A raíz de la auditoría que fue encargada a la firma canadiense de Mackey, en las próximas semanas comenzará a difundirse un volumen considerable de información acerca de operaciones ilícitas de la banca mexicana, vinculadas en gran parte a la cartera vencida asumida por el Fobaproa. Las notas que ya han sido publicadas en la prensa nacional, anticipan una conclusión fundamental que no sorprende, pero que ahora está más fundamentada en términos legales: me refiero a que los bancos y el gobierno se han coludido para defender los intereses de los primeros.
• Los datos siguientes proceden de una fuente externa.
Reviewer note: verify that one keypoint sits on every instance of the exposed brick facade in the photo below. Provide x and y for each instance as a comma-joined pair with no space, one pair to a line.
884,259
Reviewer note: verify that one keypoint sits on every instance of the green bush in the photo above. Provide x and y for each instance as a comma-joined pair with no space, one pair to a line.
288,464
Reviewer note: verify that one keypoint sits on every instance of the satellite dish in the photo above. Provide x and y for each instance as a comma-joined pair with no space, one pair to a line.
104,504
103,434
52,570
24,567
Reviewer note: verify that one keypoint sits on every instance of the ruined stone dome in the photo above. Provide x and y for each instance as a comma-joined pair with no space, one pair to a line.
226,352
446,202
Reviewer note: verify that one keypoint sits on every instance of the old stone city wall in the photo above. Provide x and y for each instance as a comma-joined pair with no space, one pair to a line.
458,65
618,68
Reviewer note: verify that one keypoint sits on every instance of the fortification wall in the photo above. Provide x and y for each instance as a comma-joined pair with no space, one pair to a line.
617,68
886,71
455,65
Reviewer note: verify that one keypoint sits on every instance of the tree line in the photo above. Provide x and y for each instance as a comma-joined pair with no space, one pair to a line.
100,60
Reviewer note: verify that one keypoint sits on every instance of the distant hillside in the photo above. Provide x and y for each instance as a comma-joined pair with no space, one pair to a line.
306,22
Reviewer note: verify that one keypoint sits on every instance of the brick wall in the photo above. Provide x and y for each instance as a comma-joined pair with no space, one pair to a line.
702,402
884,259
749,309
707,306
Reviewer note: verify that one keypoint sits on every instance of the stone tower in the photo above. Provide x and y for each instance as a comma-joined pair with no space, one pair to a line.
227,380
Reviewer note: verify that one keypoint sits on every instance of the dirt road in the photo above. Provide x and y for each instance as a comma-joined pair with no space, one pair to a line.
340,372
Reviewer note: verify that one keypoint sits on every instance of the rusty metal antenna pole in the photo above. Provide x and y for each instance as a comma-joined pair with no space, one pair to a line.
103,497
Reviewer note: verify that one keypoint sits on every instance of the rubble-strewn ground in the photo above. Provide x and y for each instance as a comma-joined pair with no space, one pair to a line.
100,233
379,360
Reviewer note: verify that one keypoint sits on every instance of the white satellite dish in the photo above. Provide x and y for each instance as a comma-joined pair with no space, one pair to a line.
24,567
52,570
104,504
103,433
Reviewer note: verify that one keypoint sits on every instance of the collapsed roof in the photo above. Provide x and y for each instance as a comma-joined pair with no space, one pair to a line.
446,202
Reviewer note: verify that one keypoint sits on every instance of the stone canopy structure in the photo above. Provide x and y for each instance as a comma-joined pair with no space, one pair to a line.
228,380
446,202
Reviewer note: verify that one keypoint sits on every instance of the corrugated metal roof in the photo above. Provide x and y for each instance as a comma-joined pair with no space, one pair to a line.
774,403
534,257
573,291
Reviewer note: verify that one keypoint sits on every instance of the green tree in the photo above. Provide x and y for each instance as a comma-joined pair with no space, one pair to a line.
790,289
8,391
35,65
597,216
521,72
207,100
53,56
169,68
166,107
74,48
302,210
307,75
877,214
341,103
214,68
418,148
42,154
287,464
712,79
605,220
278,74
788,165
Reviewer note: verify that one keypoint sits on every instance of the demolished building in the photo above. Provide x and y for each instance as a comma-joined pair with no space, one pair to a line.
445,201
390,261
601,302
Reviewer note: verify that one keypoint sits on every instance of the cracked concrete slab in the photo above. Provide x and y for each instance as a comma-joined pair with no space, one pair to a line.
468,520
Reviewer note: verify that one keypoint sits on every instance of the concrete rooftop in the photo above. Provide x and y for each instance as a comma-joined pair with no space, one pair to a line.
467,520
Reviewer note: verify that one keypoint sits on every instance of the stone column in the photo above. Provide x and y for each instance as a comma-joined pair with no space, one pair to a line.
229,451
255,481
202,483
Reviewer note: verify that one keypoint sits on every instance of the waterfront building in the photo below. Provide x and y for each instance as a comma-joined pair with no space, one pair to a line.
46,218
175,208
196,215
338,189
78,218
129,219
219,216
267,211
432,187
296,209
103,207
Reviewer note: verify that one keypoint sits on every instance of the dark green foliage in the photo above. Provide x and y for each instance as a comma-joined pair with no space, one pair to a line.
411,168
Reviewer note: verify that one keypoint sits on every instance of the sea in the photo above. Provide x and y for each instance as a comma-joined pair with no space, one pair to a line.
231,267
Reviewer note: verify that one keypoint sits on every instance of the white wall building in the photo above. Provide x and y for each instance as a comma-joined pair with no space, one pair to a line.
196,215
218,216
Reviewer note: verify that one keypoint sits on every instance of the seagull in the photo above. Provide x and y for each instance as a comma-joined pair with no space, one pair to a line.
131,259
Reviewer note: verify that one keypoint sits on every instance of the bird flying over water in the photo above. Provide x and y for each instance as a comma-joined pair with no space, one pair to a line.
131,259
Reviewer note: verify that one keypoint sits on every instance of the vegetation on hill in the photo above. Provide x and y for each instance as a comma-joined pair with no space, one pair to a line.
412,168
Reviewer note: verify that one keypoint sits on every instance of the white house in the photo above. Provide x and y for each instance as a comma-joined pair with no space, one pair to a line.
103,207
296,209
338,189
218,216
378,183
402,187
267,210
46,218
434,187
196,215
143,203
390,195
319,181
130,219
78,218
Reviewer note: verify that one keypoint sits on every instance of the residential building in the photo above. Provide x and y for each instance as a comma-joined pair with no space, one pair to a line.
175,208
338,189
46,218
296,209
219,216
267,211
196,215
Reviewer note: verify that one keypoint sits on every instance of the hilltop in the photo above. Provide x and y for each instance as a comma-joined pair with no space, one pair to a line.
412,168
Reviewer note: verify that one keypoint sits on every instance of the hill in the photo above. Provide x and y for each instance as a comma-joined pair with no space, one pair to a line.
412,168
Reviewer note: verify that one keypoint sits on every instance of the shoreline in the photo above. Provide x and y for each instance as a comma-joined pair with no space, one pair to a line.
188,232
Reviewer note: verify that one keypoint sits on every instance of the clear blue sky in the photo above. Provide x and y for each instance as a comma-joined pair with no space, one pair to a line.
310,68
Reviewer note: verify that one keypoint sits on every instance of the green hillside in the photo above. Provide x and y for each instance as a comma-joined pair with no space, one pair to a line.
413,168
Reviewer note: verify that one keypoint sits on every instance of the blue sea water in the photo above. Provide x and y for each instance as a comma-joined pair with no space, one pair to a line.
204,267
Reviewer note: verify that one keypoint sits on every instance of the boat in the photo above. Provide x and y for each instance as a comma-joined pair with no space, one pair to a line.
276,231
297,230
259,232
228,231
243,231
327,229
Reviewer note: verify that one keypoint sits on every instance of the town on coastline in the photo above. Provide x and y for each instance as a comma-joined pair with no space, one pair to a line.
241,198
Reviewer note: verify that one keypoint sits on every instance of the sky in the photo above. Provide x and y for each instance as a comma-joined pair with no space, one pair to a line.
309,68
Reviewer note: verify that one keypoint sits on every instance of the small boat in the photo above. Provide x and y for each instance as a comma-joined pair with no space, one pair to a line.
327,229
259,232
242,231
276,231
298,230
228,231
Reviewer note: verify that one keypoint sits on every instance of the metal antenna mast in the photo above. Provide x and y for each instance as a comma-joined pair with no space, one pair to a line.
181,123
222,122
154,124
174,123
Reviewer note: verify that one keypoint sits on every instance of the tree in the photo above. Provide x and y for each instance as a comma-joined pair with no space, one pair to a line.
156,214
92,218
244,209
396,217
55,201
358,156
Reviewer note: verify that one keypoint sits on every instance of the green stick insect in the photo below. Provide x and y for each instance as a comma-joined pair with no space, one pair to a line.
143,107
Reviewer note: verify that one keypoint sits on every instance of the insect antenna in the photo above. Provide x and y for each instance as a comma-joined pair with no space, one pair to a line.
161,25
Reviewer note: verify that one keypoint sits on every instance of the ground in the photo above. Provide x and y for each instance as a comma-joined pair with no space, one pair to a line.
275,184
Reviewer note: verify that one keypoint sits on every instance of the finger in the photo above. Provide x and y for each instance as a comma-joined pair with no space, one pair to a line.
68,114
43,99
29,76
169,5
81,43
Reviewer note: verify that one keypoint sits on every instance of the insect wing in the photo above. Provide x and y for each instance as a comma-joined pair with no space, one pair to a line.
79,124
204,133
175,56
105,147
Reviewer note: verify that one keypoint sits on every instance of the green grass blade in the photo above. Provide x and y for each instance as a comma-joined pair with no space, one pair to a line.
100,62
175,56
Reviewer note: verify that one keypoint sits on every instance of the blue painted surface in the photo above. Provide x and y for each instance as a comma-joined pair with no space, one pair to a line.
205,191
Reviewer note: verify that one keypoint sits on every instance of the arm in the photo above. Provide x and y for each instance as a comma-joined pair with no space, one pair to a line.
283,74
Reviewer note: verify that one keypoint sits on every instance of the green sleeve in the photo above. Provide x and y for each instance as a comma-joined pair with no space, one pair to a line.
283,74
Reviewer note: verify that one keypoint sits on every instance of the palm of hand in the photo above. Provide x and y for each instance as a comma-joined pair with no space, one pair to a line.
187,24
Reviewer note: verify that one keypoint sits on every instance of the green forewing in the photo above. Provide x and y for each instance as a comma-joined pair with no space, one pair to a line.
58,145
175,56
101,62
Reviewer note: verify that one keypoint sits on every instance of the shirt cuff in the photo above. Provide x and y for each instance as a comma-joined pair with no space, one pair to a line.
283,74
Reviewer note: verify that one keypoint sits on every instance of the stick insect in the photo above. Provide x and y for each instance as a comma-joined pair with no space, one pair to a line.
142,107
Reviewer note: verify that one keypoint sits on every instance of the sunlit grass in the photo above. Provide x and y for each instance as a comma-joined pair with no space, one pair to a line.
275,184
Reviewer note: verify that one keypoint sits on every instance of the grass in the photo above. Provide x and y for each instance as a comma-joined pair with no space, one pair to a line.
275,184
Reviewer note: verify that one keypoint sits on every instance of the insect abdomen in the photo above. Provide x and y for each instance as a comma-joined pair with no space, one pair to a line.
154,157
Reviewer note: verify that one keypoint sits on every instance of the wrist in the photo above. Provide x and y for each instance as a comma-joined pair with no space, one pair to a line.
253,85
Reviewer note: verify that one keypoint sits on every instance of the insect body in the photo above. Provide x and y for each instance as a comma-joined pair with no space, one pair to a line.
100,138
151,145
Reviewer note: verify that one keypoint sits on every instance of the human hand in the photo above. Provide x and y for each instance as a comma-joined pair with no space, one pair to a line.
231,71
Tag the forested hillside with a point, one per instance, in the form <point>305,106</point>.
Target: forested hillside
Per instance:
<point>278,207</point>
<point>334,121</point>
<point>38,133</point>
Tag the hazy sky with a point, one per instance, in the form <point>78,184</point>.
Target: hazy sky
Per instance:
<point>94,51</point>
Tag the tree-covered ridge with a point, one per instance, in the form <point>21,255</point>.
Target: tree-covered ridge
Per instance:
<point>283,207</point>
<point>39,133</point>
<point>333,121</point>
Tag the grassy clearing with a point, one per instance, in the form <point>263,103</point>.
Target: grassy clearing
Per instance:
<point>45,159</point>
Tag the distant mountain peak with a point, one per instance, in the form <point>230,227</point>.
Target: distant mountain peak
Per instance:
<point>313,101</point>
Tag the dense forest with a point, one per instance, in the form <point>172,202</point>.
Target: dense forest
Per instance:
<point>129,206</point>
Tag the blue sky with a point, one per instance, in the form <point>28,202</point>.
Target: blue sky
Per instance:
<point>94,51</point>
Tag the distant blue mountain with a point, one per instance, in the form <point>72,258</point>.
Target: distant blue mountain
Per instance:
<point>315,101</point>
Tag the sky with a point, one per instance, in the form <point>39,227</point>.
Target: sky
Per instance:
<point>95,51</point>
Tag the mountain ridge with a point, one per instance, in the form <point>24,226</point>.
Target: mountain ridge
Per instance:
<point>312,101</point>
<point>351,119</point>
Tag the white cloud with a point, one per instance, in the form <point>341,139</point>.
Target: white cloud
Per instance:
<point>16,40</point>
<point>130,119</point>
Estas alianzas entre banqueros y políticos sin duda no son nuevas, pero ciertamente sugieren que deben estudiarse más detenidamente, ya que los analistas políticos no suelen incorporarlas en sus interpretaciones excepto de manera coyuntural. En este sentido, debe ser claro que en cualquier sociedad capitalista, por muy democrática que se considere, los banqueros tienen al menos tanto poder sobre el gobierno como los propios políticos, aunque casi siempre trátase de esconder este hecho. Y cuando dicha situación se llega a hacer pública se considera un escándalo con objeto de argumentar que estas relaciones incestuosas no son habituales.
Desgraciadamente, la historia demuestra que una de las principales fallas del largo y accidentado proceso de construcción de la República Mexicana ha sido precisamente el excesivo amor que han obsequiado los políticos a los banqueros, fuese porque deseaban equilibrar déficits o, alternativamente, porque tenían interés en participar en negocios comunes. Es bien sabido que en la temprana república, tanto bajo el régimen federal como bajo el centralista, los gobernantes tuvieron que someterse (en general gustosamente) a las exigencias de los comerciantes/banqueros --mejor conocidos como agiotistas-- para contar con los fondos requeridos para pagar sus ejércitos y la administración pública. También es muy conocido el hecho de que algunos de los banqueros privados más ricos del país fueron los principales promotores del gobierno del Imperio de Maximiliano entre 1863 y 1867.
Luego, durante el porfiriato, está perfectamente documentado que los generales y presidentes Manuel González y Porfirio Díaz cultivaron asiduamente las relaciones con los banqueros más prominentes, recibiendo, por ejemplo, paquetes de acciones del entonces flamante Banco Nacional de México, fundado en 1884. Y en el norte, caudillos/ empresarios, como el gobernador Terrazas de Chihuahua, no dudaban en poner todas sus confianzas en su banquero predilecto, Enrique Creel, quien ayudaba a administrar su enorme y diversificado imperio económico.
Después de la revolución, y a partir de los años de 1920, comenzaron a entablarse relaciones entre la nueva cúpula política y los nuevos banqueros, en particular directivos de la banca central y paraestatal, aunque sin duda también fueron influyentes diversas figuras de la banca privada, los más conocidos siendo los Legorreta y los Espinosa Yglesias, por ser directivos de los bancos más grandes. Sin embargo, no sería hasta el decenio de 1990 que la alianza entre banqueros y políticos alcanzaría su apogeo. El extraordinario rosario de favores concedidos a los financieros en las subastas de los bancos privados a principios del decenio y, luego, en el sostenimiento de márgenes de operación que han sido de las más altas del mundo a lo largo de los últimos años, nos hablan de la naturaleza íntima y poderosa de estas alianzas.
Los escándalos de la privatización de la banca y aún más del Fobaproa demuestran la urgencia de una reforma financiera profunda para poder lograr una verdadera modernización política y económica de la nación. Es más, si el objetivo más destacado de la política contemporánea consiste en alcanzar una plena democracia, ello también implica necesaria y previamente que se dé paso a un proceso auténtico de reforma del poder de don dinero.